When I raised capital for Kohort in the first half of this year, I first raised capital in the form of a convertible note, which is a loan that typically converts into equity in the next round of funding. (You can read more about convertible notes here: Convertible Debt: Delaying Valuation, Convertible Debt: Mandatory Conversion, Convertible Debt: Valuation.) Shortly after taking in the convertible note, I closed a larger equity round which included the capital from the note.
For both the convertible note and the equity round we had to decide whether to have all of our investors invest in one closing (at the same time) or over numerous closings (at different times). When investors invest at different times it’s called a “rolling close." The choice between the two closing structures is not always obvious or easy.
What’s attractive about a rolling close is that it enables the company to both 1) take in money as soon as the first investor is ready and 2) accommodate the timing constraints faced by other investors. Exogenous factors can prevent an investor from being ready to invest—capital can get locked up, people travel, etc.— which in some cases can prevent someone from participating in your round if you have a rigid single closing.

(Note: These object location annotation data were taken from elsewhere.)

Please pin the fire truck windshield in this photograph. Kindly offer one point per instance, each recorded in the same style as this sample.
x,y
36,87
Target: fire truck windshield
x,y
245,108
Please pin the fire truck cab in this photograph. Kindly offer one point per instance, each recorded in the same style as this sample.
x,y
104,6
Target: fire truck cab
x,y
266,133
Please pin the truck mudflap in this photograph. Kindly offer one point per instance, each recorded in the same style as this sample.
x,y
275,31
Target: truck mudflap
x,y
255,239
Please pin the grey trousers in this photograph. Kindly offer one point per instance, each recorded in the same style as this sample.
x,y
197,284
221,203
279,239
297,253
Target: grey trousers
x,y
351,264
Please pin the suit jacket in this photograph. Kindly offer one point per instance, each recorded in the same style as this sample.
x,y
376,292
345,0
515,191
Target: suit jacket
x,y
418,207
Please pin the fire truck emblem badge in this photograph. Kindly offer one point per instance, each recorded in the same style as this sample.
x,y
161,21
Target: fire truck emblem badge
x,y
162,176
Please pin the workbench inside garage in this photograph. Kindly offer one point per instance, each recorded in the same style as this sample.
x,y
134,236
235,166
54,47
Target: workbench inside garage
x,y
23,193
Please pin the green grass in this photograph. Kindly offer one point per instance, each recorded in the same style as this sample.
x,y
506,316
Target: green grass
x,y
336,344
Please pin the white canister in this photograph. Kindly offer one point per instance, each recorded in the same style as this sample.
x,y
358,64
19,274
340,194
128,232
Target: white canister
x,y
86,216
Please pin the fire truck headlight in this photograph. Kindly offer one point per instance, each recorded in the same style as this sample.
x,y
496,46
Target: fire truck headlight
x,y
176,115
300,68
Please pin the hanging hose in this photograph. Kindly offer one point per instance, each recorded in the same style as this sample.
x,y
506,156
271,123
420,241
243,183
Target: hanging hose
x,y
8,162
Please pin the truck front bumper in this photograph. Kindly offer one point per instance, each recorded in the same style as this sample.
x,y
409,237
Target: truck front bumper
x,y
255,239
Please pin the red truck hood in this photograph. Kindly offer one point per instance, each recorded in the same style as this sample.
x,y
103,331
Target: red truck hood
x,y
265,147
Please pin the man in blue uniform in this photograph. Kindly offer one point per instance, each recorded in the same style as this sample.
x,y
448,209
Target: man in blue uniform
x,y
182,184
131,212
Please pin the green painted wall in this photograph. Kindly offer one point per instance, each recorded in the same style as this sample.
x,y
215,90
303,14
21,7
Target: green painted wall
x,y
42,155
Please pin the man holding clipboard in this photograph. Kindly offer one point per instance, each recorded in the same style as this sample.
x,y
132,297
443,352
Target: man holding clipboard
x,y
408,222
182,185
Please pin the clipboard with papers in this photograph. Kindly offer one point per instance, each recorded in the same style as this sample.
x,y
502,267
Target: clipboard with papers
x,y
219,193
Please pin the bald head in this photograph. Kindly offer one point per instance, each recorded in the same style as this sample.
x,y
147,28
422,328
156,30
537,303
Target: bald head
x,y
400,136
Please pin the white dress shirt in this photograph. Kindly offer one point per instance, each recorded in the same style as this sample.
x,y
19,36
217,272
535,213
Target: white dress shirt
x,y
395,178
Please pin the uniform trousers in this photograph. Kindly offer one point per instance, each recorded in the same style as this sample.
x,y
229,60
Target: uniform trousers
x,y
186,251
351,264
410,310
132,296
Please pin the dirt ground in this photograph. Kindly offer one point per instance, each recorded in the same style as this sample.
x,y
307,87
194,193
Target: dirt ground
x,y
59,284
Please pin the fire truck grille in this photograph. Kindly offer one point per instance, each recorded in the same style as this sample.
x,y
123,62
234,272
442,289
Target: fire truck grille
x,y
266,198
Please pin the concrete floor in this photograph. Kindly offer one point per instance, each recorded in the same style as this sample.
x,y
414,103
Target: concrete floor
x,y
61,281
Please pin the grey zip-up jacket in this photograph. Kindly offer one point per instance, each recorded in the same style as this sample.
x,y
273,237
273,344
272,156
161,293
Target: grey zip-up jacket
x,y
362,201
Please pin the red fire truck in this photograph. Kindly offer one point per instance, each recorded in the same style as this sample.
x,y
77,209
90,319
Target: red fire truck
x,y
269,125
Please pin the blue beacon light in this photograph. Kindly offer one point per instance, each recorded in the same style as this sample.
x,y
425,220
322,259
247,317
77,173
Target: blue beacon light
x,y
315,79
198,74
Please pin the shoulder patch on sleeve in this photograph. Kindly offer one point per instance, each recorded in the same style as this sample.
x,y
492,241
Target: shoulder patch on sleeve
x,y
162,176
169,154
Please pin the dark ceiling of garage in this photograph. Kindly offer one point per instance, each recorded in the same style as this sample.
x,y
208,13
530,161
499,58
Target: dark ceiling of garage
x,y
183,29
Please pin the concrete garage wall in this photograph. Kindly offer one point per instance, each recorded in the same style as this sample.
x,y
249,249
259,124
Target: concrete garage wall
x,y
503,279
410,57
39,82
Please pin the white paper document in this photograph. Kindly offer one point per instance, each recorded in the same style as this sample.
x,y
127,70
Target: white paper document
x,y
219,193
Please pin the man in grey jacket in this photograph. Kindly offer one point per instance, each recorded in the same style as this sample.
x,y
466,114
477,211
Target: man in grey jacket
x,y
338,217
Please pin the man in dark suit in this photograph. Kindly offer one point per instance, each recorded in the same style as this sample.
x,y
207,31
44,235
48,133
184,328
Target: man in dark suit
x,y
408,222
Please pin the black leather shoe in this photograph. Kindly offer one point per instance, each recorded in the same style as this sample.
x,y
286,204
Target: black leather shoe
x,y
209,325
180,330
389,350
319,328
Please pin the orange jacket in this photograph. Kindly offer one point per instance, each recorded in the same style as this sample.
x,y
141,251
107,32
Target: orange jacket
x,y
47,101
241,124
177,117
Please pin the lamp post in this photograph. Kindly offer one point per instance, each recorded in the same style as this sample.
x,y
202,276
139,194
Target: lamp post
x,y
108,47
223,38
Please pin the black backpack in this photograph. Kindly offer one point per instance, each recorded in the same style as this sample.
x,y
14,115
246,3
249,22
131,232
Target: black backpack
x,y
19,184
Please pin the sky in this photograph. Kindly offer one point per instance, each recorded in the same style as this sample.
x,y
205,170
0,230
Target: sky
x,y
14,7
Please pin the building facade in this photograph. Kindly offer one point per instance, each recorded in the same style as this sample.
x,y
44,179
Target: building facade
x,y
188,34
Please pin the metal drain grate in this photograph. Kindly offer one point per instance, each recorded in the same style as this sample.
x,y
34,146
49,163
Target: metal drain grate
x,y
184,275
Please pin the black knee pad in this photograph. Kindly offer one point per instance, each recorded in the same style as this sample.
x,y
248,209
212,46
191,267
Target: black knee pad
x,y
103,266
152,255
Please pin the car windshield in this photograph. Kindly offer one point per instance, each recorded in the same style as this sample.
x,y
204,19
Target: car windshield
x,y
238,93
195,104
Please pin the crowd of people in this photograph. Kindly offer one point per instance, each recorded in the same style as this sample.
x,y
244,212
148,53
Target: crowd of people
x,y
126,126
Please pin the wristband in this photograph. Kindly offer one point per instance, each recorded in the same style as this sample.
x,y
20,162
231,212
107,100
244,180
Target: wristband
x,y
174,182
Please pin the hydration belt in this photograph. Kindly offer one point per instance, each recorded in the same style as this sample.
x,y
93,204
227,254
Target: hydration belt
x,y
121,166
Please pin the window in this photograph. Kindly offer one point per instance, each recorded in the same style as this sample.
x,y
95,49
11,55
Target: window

So why not always do a rolling close? They are, after all, with few exceptions more advantageous to entrepreneurs. The answer: they can scare some investors.
In a rolling close, investors typically sign their contracts when they are about to fund the company; investors will often officially sign their contracts at different times. Since investors are typically not obligated to invest until they have signed on the dotted line, early investors can get anxious about being the only players in the syndicate.
Here’s what they’re worried about: if one minority investor puts some capital into the company and everyone else chickens out, the early investors will be exposed to financing risk. In this scenario, financing risk is the risk that the company runs out of cash leaving them with the tough choice of 1) giving the company more money than originally intended in order to protect their initial investment or 2) watching their initial investment evaporate. Get out over their skis or lose everything—a pretty bad set of options. Of course, this is only a problem if the rest of the investors don’t materialize. But it is a risk.
To combat this concern, most convertible notes compensate investors with a discount (the ability to get more shares for the same investment) that increases until the round is closed.
There are no black or white rules for how to handle this—just a lot of gray. At the end of the day, putting a rolling close in place is more convenient for founders, but your ability to enforce it will be a function of investor sophistication and interest.